Jožef Stefan Institute (JSI), founded in 1949 and employing around 1,000 staff, is the leading Slovenian institution for research in natural sciences and technology. It has a long tradition of developing partnerships with the industry, as well as with various institutions across the globe, as evidenced by the current participation in over 300 international projects.
The Department of Intelligent Systems (DIS) conducts research in several areas of artificial intelligence. Our foremost expertise is machine learning, where we specialize in adapting classifiers to particular users and situations by means of semi-supervised learning, using heterogeneous context information to improve the performance of machine-learning models, and combining machine learning with expert knowledge to increase the transparency and robustness of such models. We also have expertise in decision support, optimization, multi-agent systems, speech and language technologies. Our most important application domains are e-health and ambient intelligence. We analyse and interpret human behaviour using sensor and other data. We have also developed a number of methods for activity recognition, human energy expenditure estimation and similar. We also develop methods to assess health using biomedical signals, electronic health records and user feedback, a prime example of which is our diagnostic method in the finals of the 10-million-USD XPrize Tricorder competition.

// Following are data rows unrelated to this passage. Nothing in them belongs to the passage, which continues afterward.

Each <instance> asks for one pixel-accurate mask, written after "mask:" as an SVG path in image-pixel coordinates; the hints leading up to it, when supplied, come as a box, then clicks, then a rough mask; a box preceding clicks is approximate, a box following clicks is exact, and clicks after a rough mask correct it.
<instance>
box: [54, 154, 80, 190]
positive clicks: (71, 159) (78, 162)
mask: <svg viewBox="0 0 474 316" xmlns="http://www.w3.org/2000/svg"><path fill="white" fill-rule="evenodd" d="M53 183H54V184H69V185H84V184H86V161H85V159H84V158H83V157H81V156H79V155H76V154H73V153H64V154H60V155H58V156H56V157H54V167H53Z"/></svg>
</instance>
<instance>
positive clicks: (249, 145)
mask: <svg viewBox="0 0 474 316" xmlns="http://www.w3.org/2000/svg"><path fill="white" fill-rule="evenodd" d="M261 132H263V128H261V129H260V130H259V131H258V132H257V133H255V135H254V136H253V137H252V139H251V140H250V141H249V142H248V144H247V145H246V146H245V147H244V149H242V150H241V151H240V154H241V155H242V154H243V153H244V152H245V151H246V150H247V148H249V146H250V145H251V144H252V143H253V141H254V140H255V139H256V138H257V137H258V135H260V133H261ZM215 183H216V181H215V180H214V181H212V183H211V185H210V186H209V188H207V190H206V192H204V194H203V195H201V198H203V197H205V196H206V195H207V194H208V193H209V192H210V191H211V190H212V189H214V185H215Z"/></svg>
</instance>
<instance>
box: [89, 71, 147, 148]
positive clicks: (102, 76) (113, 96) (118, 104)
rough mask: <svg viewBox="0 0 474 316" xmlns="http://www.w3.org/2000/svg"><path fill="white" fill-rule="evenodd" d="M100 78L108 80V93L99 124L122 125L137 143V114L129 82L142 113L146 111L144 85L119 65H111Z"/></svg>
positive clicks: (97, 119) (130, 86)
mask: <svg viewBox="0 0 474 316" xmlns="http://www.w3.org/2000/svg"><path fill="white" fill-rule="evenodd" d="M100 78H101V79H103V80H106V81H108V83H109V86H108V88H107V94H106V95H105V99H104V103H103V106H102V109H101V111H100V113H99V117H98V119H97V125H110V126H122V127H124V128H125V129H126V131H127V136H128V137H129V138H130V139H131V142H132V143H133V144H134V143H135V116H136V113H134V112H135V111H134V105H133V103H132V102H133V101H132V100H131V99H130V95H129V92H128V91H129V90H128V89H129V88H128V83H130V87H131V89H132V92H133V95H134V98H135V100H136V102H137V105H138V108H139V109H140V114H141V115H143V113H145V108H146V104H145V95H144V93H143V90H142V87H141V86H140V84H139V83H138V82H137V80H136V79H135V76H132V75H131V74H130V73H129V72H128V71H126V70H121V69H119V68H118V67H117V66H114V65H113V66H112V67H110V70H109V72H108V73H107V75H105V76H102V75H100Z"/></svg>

While DIS pursues basic research in artificial intelligence, our main strength is probably the application of intelligent computer methods to various real-life problems. We also have extensive experience with international collaboration, having participated in many FP6, FP7, H2020 and other international projects.
In CrowdHEALTH, JSI uses its extensive experience with the analysis of sensor and other data to interpret the types of source data that are not immediately usable, particularly those coming from mobile devices. JSI then contributes to the analysis of the information in the HHRs and extraction of knowledge. Finally, JSI works on the visualization of this information and knowledge, and also works closely with ULJ on the use case aimed at reduction of obesity and improvement of physical activity and fitness of children and youth.